В тот вечер Шива разрешил мне обследовать его голову. На темени у него была легкая выпуклость, а лобная кость была очень толстая и крепкая. Я спросил Гхоша, почему так получилось, и он ответил, что это, вероятно, ответная реакция организма на примененные при нашем рождении инструменты. А может быть, это последствия того, что наши тела были соединены между собой. Из гордости я тогда не уточнил, что он имел в виду.

В огромной книге в библиотеке Британского Совета имелись портреты Чанга и Энга из Сиама, самых знаменитых «сиамских» близнецов. Чуть подальше в той же книге был портрет некоего индуса, Налу который объехал весь свет в качестве циркового урода. «Из груди у Лалу вырастал близнец-паразит». Лалу стоял в набедренной повязке, а из его голой груди торчали ягодицы и пара ног. По мне, так близнец-паразит вовсе не вырастал из тела Лалу, а, напротив, стремился забраться обратно.

Я с трудом оторвал взгляд от картинок, и каждое слово в книге стало для меня открытием. Я узнал, что когда два эмбриона растут в утробе одновременно, то получаются двуяйцовые близнецы – неодинаковые и, вполне возможно, разнополые. А вот если один эмбрион на очень ранней стадии развития делится на две обособившиеся половинки, близнецы выходят однояйцовые, как я и Шива. Соединенные близнецы – это те же однояйцовые, оплодотворенное яйцо которых на ранней стадии разделилось не полностью, и между двумя половинками осталась перемычка. В результате на свет появляются Чанг и Энц два разных человека, сросшихся животами или иной частью тела. Яйцо может разделиться на неравные части, вроде Лалу и его паразитного «близнеца».

– Ты знаешь, что Шива и я были краниопаги! Что мы срослись головами? – спросил я у сестры Мэри Джозеф Прейз. – Пришлось разделить эту перемычку при рождении. Шла кровь.

Я надолго замолк в надежде, что она поняла: я говорю со всем уважением. С моей стороны было эгоистично упоминать о нашем рождении, ведь оно совпало с ее смертью. Молчание было неловким.

– Пожалуйста, сделай так, чтобы Гхоша выпустили из тюрьмы.

Все. Просьба высказана.

Я подождал ответа. Наступившая тишина, казалось, только усугубила мой стыд. Меня грызла совесть. Я ничего не сказал маме ни про то, что вырвал из библиотечной книги и похитил картинку, изображающую Лалу, ни про то, что убил солдата и страшусь грядущего ужасного возмездия.

Промолчал я и еще кое о чем. Насмотревшись на Чанга, Энга и Лалу, я понял: хотя пульсирующей кровью перемычки между мной и Шивой давным-давно нет, связь между нами осталась. Ведь в моем теле есть частички Шивы, а в его теле – меня. Что это нам сулит, не знаю, но это так. Нас не разделить.

А что, если бы у Шивы-Мэриона головы так и остались сросшимися или – представить только – из одного туловища росли бы две головы? Готов был бы я – готовы бы мы были – шагать по жизни в таком виде? Или все-таки обратились бы к докторам, чтобы нас попробовали разделить?
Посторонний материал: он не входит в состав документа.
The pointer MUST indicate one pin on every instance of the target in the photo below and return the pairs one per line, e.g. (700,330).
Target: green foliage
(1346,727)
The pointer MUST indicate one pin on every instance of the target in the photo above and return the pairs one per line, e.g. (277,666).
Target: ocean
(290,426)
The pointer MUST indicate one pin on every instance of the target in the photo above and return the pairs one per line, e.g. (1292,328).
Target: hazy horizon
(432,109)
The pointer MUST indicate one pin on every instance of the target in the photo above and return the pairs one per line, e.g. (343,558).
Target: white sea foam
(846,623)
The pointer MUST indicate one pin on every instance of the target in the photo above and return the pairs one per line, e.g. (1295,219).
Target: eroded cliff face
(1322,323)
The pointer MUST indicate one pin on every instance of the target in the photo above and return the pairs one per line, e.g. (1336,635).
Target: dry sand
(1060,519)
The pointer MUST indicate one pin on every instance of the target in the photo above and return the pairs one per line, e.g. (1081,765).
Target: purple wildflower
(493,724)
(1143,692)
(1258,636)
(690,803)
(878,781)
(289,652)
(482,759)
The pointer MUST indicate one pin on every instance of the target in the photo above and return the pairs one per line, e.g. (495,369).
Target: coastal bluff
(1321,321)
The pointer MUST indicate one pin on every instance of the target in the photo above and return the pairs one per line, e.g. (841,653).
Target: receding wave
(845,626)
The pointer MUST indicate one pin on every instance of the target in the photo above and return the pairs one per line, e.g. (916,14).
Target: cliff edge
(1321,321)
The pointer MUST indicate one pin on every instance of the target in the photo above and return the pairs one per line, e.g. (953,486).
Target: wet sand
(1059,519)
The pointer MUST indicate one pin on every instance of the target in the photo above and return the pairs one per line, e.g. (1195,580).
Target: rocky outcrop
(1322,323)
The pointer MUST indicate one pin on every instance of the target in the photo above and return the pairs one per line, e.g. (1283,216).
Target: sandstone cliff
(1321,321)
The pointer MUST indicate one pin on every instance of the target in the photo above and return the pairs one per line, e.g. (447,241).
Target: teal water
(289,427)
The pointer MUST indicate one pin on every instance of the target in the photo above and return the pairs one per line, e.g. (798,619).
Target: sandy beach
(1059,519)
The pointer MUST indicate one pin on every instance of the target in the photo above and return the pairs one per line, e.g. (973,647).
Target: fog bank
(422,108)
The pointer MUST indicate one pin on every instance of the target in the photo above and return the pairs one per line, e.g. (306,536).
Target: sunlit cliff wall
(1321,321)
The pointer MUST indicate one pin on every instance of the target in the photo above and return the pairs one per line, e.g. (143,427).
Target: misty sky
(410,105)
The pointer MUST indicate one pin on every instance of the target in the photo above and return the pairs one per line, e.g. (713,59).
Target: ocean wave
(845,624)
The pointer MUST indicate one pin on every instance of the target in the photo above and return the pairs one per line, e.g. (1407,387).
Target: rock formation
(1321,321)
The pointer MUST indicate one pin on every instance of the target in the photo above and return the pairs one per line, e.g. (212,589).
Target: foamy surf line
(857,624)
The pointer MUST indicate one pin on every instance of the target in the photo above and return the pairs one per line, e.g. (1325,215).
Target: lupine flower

Но выбирать нам не пришлось. Нас разделили, разрезали соединяющий нас стебелек. Как знать, может быть, неординарный – даже эксцентричный – характер Шивы, равно как мое беспокойство, вечные поиски недостающего звена, зародились именно в то мгновение? Ведь в конечном счете мы все равно единое целое, нравится это нам или нет.

Я вскочил и выбежал из автоклавной, даже не попрощавшись. Разве сестра Мэри поможет мне, если я столько от нее утаил?

Я не заслужил ее заступничества.

Так что через час меня постигло настоящее потрясение.

Оно явилось в виде тайной записки на рецептурном бланке. Ее передал Гебре привратник русского госпиталя, которому ее вручил русский доктор, взявший с него слово не называть имен. С одной стороны доктор нацарапал: У Гхоша все хорошо. Он вне опасности. С другой стороны листка сам Гхош написал: Ребята, НАТЯНИТЕ РЕШИМОСТЬ НА КОЛКИ! Спасибо Алмаз, не надо больше приходить по ночам. Мое почтение матушке. Надеюсь, годовой контракт будет возобновлен.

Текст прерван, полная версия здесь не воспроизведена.